Durante o carnaval no Mindelo, fizeram a festa de lançamento e a reação dos habitantes surpreendeu-os porque receberam diversos elogios à qualidade do produto. O segundo grande evento em que participaram foi o Kriol Jazz Festival, na Cidade da Praia. Para eles, é importante que em primeiro lugar os cabo-verdianos gostem do produto e depois darão os próximos passos. Jérôme partilha que vão procurar inovar em termos de produto, disponibilizando um grogue envelhecido e, talvez, um spciy grogue. Para além disso, nos eventos iniciaram a venda de caipigrogue, que está a ser um sucesso. Na sua maioria, em Cabo-Verde bebe-se o grogue puro ou ponche, que é grogue misturado com melaço. 

Este ano disponibilizaram no mercado mil garrafas mas espera conseguir alcançar a meta das cinco mil em breve, para mais tarde se fixaram entre as cinco mil e as 10 mil por ano. Ainda só estão a vender no mercado local, em lojas no Mindelo, Santo Antão e Cidade da Praia, em hotéis nas ilhas turísticas do Sal e Boavista e nos aeroportos internacionais, porque o “mercado local abraça também o turismo”. O próximo passo será tentarem a exportação porque Jérôme acredita que há espaço para o grogue nas prateleiras dos bares europeus e assume que gostaria que a Suíça fosse o primeiro mercado externo do Mestres das Ribeiras. Contudo, devido à dependência externa de Cabo-Verde, as redes estão facilitadas para a importação em detrimento da exportação, mas não é isso que demove Jérôme.

Mindelo será a nova casa: A Suíça o sítio de regresso

Apesar de terem optado por viver em Cabo-Verde, Jérôme mantem forte laços com a sua Suíça natal. A sua família mora no país e os seus amigos de longa data também. Por esse motivo, volta sempre à Suíça para visitá-los e fazer esqui, um desporto que gosta de fazer. 

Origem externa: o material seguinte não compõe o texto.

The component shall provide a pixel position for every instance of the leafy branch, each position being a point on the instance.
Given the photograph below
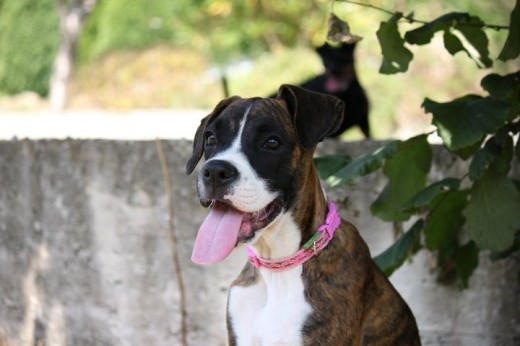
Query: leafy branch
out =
(410, 18)
(479, 128)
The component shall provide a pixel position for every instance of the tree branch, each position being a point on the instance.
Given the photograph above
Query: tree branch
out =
(409, 18)
(173, 242)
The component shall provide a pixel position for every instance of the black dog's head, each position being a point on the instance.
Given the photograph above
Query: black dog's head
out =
(339, 66)
(254, 149)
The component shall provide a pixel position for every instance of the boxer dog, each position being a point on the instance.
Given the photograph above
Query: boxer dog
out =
(310, 279)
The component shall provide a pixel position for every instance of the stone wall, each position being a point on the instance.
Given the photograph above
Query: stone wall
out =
(85, 256)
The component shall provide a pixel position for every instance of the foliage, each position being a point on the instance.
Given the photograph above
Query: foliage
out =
(221, 29)
(29, 39)
(483, 205)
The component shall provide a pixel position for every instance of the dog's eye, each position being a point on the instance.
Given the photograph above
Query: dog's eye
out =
(272, 143)
(211, 140)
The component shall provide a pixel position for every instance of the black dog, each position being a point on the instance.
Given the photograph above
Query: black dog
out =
(340, 80)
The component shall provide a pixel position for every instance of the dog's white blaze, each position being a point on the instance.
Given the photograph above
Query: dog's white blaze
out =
(274, 309)
(249, 193)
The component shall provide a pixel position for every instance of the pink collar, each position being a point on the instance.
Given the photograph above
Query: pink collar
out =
(314, 246)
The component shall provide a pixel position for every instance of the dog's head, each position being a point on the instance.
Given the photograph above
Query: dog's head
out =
(339, 66)
(253, 150)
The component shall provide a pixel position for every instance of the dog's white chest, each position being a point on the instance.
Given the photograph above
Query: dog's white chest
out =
(270, 312)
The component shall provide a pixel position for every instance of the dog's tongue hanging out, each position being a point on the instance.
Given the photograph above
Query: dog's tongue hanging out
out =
(217, 235)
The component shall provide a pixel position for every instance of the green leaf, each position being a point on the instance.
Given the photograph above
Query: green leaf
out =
(424, 34)
(495, 155)
(424, 197)
(363, 165)
(473, 39)
(393, 257)
(396, 57)
(511, 48)
(452, 43)
(445, 219)
(504, 88)
(467, 152)
(517, 149)
(466, 261)
(474, 35)
(465, 121)
(328, 165)
(406, 171)
(492, 214)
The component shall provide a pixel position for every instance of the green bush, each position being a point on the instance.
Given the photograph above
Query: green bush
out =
(29, 38)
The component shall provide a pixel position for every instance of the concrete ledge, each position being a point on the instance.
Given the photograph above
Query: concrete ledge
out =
(85, 257)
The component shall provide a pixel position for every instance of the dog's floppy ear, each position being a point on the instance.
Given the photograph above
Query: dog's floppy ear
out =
(315, 115)
(198, 140)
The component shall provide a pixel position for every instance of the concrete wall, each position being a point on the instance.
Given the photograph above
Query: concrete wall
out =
(85, 257)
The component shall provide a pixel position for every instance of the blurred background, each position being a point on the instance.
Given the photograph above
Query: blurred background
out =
(113, 57)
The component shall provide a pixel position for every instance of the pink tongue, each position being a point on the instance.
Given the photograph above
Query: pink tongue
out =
(217, 235)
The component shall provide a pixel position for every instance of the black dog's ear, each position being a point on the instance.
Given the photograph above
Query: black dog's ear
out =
(315, 115)
(198, 140)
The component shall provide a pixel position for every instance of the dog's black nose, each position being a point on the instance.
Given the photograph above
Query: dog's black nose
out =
(218, 173)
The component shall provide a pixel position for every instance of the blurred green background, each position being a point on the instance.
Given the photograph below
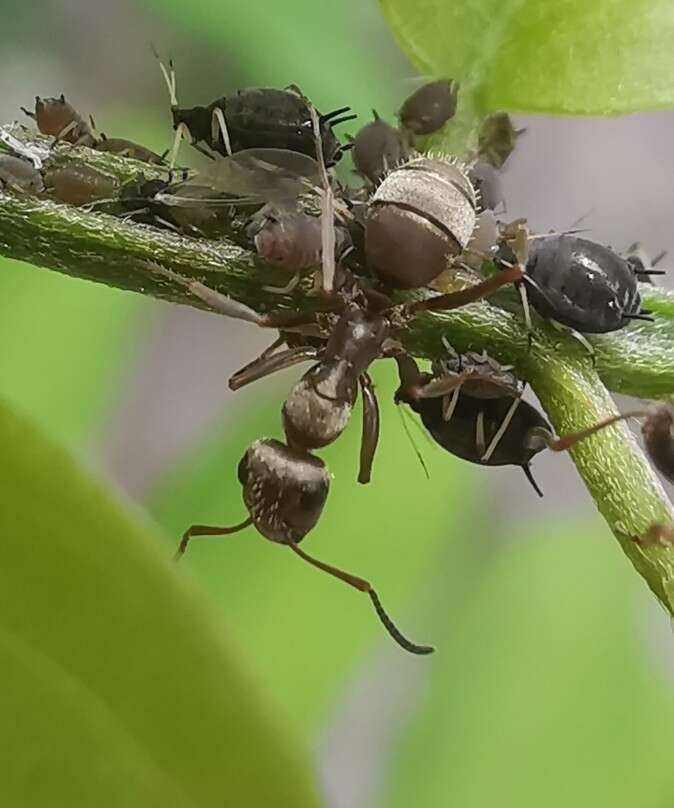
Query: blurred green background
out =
(553, 682)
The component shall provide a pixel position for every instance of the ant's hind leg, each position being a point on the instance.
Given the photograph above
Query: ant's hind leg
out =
(370, 434)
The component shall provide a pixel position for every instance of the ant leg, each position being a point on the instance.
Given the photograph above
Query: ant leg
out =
(265, 366)
(453, 300)
(370, 433)
(219, 127)
(364, 586)
(577, 336)
(287, 289)
(217, 301)
(327, 209)
(208, 530)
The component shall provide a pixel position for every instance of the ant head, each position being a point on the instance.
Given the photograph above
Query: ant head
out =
(284, 490)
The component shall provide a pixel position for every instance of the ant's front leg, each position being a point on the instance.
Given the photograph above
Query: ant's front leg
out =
(370, 433)
(267, 364)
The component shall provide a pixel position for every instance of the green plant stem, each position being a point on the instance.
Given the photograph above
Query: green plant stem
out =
(638, 360)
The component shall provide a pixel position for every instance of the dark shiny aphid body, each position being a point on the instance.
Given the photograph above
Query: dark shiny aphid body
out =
(127, 148)
(56, 117)
(581, 284)
(261, 118)
(487, 423)
(79, 184)
(377, 148)
(284, 490)
(19, 175)
(458, 435)
(430, 107)
(421, 216)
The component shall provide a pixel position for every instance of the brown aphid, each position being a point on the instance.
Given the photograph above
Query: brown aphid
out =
(56, 117)
(127, 148)
(79, 184)
(293, 240)
(377, 148)
(430, 107)
(497, 138)
(421, 217)
(19, 175)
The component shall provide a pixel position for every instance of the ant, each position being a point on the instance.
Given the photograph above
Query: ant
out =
(285, 486)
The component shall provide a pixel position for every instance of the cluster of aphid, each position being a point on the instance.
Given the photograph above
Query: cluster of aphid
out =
(413, 218)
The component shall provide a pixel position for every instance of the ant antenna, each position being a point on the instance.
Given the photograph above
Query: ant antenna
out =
(364, 586)
(403, 418)
(327, 208)
(207, 530)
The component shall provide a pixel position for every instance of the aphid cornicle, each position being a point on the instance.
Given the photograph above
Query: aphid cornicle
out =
(421, 216)
(377, 148)
(430, 107)
(581, 284)
(56, 117)
(483, 420)
(19, 175)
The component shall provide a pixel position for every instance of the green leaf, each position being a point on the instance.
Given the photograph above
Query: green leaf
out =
(118, 688)
(565, 57)
(304, 631)
(544, 692)
(63, 343)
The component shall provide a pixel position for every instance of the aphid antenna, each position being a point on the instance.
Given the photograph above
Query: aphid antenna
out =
(364, 586)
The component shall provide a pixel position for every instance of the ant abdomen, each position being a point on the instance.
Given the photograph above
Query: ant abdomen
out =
(284, 490)
(319, 406)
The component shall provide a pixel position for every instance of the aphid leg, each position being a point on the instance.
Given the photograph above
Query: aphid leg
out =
(449, 404)
(454, 300)
(527, 473)
(181, 131)
(577, 336)
(500, 432)
(370, 433)
(219, 127)
(265, 366)
(287, 289)
(364, 586)
(215, 300)
(522, 289)
(207, 530)
(565, 442)
(327, 209)
(403, 418)
(480, 439)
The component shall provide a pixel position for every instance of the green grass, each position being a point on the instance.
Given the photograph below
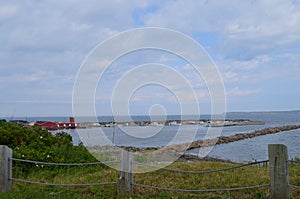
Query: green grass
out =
(246, 176)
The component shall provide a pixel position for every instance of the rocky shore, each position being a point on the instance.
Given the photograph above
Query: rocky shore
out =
(181, 148)
(241, 136)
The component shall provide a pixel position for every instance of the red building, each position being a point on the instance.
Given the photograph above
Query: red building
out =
(47, 125)
(68, 125)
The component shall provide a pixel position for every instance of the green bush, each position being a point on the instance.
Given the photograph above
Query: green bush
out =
(34, 143)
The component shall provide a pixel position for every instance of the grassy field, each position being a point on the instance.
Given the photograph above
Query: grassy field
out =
(246, 176)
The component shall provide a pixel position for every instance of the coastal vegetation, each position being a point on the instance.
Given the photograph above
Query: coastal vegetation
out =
(33, 143)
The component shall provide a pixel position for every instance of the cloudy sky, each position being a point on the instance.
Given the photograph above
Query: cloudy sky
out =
(254, 44)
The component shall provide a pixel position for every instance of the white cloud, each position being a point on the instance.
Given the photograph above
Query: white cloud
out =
(249, 28)
(236, 91)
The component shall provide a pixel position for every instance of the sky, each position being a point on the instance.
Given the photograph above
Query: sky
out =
(255, 46)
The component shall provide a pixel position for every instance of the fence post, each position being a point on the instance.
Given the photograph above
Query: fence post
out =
(126, 176)
(279, 176)
(5, 168)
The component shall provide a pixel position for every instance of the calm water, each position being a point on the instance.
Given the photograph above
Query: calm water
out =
(240, 151)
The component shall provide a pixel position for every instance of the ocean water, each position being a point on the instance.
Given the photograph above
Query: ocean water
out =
(240, 151)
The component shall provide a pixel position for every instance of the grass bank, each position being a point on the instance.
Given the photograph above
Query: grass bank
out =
(246, 176)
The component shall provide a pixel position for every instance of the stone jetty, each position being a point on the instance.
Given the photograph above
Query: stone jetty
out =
(241, 136)
(181, 148)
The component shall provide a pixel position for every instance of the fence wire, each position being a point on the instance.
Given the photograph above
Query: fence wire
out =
(201, 191)
(62, 185)
(202, 172)
(293, 161)
(63, 164)
(294, 186)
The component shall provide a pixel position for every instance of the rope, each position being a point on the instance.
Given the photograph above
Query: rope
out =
(294, 186)
(293, 161)
(202, 172)
(63, 164)
(204, 190)
(62, 185)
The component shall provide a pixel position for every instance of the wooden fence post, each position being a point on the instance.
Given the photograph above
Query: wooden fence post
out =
(126, 176)
(279, 175)
(5, 168)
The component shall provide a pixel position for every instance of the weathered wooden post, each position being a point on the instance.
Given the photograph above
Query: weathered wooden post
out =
(5, 168)
(126, 176)
(279, 175)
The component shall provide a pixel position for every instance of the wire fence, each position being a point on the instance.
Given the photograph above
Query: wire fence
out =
(62, 164)
(293, 161)
(129, 181)
(202, 191)
(202, 172)
(291, 185)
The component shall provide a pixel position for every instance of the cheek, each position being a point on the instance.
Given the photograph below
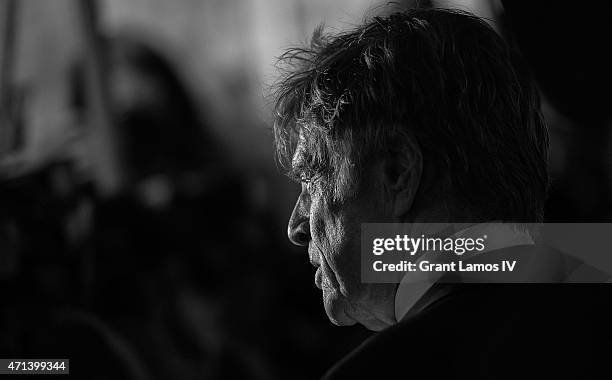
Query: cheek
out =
(336, 237)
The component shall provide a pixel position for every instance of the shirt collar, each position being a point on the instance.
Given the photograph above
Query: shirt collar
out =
(411, 289)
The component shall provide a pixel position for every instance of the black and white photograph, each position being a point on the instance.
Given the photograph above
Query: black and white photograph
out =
(305, 189)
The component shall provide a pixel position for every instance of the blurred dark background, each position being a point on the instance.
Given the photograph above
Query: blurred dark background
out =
(142, 216)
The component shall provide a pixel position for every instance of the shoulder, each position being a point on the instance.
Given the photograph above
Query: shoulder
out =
(491, 330)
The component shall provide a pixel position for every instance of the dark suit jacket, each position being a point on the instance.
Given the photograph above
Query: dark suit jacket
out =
(494, 331)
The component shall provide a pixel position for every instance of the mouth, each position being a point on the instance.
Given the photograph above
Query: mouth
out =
(319, 279)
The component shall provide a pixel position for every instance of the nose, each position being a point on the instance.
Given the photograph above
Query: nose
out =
(298, 229)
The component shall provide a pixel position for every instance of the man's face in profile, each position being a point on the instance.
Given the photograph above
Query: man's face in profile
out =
(330, 228)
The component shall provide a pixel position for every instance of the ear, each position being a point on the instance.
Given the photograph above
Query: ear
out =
(402, 172)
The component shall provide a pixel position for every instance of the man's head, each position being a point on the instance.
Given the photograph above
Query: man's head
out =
(425, 115)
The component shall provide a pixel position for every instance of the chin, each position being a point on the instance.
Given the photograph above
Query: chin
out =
(336, 307)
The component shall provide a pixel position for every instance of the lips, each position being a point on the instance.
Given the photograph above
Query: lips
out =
(319, 278)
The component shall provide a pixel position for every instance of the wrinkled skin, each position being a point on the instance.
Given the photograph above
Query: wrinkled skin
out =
(331, 231)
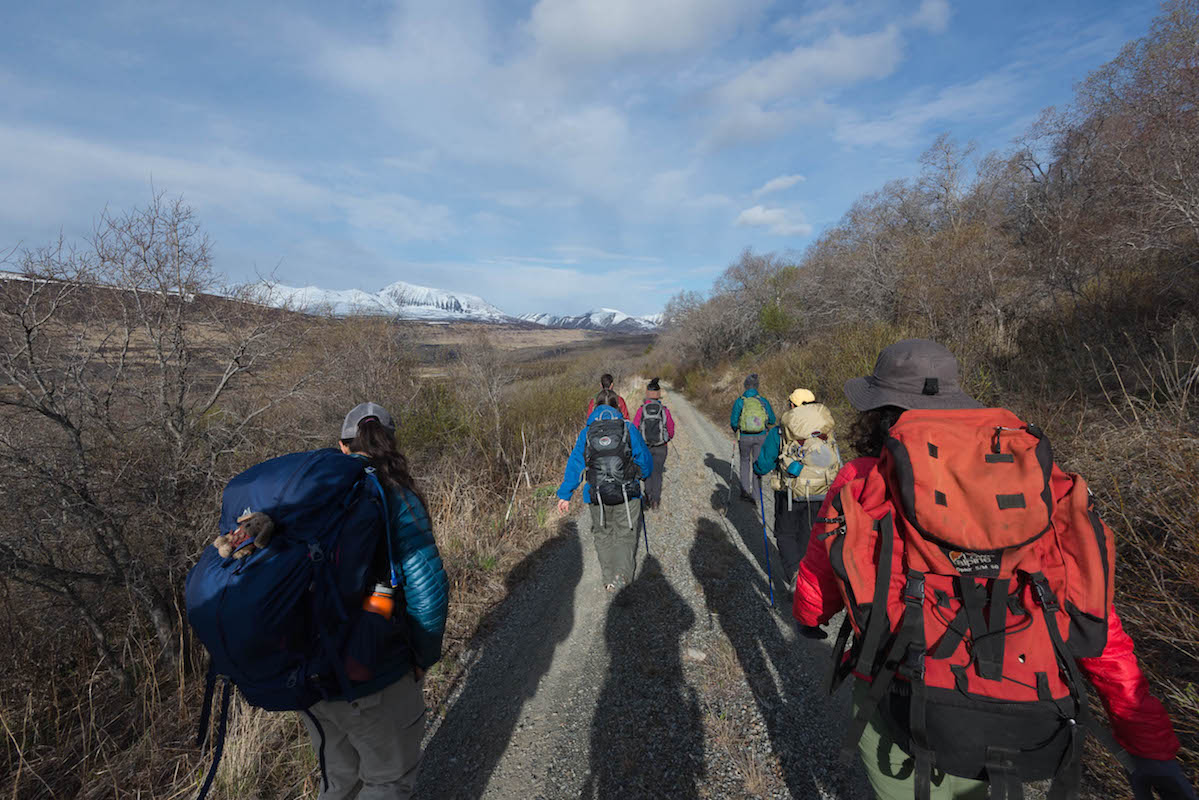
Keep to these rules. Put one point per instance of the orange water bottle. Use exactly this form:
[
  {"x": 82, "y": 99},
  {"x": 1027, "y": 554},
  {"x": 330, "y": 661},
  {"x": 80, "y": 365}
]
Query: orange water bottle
[{"x": 380, "y": 601}]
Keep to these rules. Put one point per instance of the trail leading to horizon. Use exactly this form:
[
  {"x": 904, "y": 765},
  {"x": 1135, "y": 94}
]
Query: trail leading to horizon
[{"x": 685, "y": 685}]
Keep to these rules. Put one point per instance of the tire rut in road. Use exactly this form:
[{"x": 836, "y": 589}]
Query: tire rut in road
[{"x": 685, "y": 685}]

Jérôme Cretegny tem sido um dinamizador das relações entre os dois países, porque os seus amigos suíços visitam-no e estão mais atentos a notícias sobre Cabo-Verde. O último grupo que o visitou no carnaval ficou encantado porque a cidade fica vibrante, “é um mini Rio de Janeiro”, sorri. Na sua opinião, o turismo pode servir para estreitar relações, tal como já tem acontecido nos últimos anos, particularmente no turismo de natureza, com as caminhadas e desportos radicais. 

Quando conseguir a autorização de residência no país, Jérôme Cretegny pretende comprar um terreno para construir uma casa. Dessa forma poderão concretizar o projeto de permanecerem no país, porque “queremos ficar aqui a viver”.